John Wick de David Leitch et Chad Stahelski (2014)


À l'occasion de la sortie de John Wick 3, il était temps de revoir le 1 et de voir enfin le 2 (dont je vous parlerai dans la prochaine gamelle). Ce premier film est une vraie réussite. Il y a une ambiance et une manière de filmer qui vont bien au-delà du simple film de baston. La mise en scène est soignée, les décors judicieusement choisis, parfois superbes (les coups de feu dans la boîte de nuit 😍). La musique colle parfaitement bien et certains passages relèvent quasiment du clip musical ("Killing Strangers" de Marilyn Manson 😍). Le monde de la mafia est à peine ébauché mais on comprend tout. Et bien sûr ce qui fait tout l'intérêt de ce film, c'est John Wick, un Keanu Reeves taciturne et redoutable qui tue à tour de bras: une balle dans le torse pour éliminer la menace, une balle dans la tête pour tuer. Un tueur qui saigne, qui souffre quand on le frappe ou qu'il prend des balles, qui porte un gilet pare-balles et qui recharge régulièrement ses armes. Le tout en costume (impeccable au début, moins au fur et à mesure des coups). Quelle classe, ce film. Les seules critiques qu'on peut lui faire c'est qu'il y a deux-trois petits faux-raccords (mais des détails) et puis le fait que les femmes soient les grandes absentes, même si la tueuse Perkins est la personne qui donnera le plus de fil à retordre à notre héros. Ah et puis le russe douteux des personnages, je ne peux pas juger comme pour l'italien dans Green Book mais en général je reconnais plus que deux mots quand j'entends du russe. 😜

Sur grand écran

Hellboy de Neil Marshall (2019)


Ahahahahahahah. J'ai adoré. Milla Jovovich est toutefois sous-exploitée. Je ne recommande pas vraiment. (Mais j'ai vraiment adoré, hein.)

Avengers: Endgame d'Anthony et Joe Russo (2019)

Merci. C'était sympa le plan nanas pour savoir qu'elles sont là, vu que les trois quarts d'entre elles ne sont visibles qu'à ce moment-là. Sinon merci pour le cheval mais j'aurais apprécié de le voir, lui aussi, pas juste une tache blanche...
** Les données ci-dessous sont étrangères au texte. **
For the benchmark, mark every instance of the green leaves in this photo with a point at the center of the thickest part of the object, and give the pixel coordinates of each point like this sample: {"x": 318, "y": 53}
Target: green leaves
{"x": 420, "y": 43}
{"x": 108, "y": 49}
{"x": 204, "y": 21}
Il y a beaucoup à dire sur le dernier opus de la saga Avengers. En positif, je retiens surtout le bon équilibre entre les nombreux personnages, la présence de passages très calmes, presque réfléchis, et la volonté de clôturer des tas de choses avec de beaux retours en arrière. En négatif, ma déception face à la bataille de fin (trop sombre, trop floue, trop mal faite pour un budget pareil, avec d'un coup bien trop de personnages qui foutent en l'air le bel équilibre qu'on avait jusque là puisque la moitié d'entre eux sont tout juste montrés), le personnage de Thor qui sert de clown, la sous-exploitation de Captain Marvel qui est le personnage le plus puissant du lot. Bref pour l'instant ça ne change pas, mes films préférés de l'année restant Aquaman et Mortal Engines, qui m'ont fait rêver. 😍

Et le reste


J'ai lu le tout premier numéro de Bifrost, qui m'a été offert au Salon du Livre de Paris en mars dernier. Un vrai voyage dans le temps. Il est intéressant de noter que la maquette de la revue n'a pas vraiment changé en 23 ans, tandis que des progrès considérables ont été réalisés niveau relecture: autant Bifrost me semble actuellement irréprochable de ce point de vue, autant les fautes piquaient les yeux ici! 😂 Deux nouvelles m'ont plu (La visite de M. Futur d'Alain Le Bussy et Le fruit de nos entrailles de Raymond Milési) et j'ai lu avec grand intérêt les chroniques des sorties de l'époque.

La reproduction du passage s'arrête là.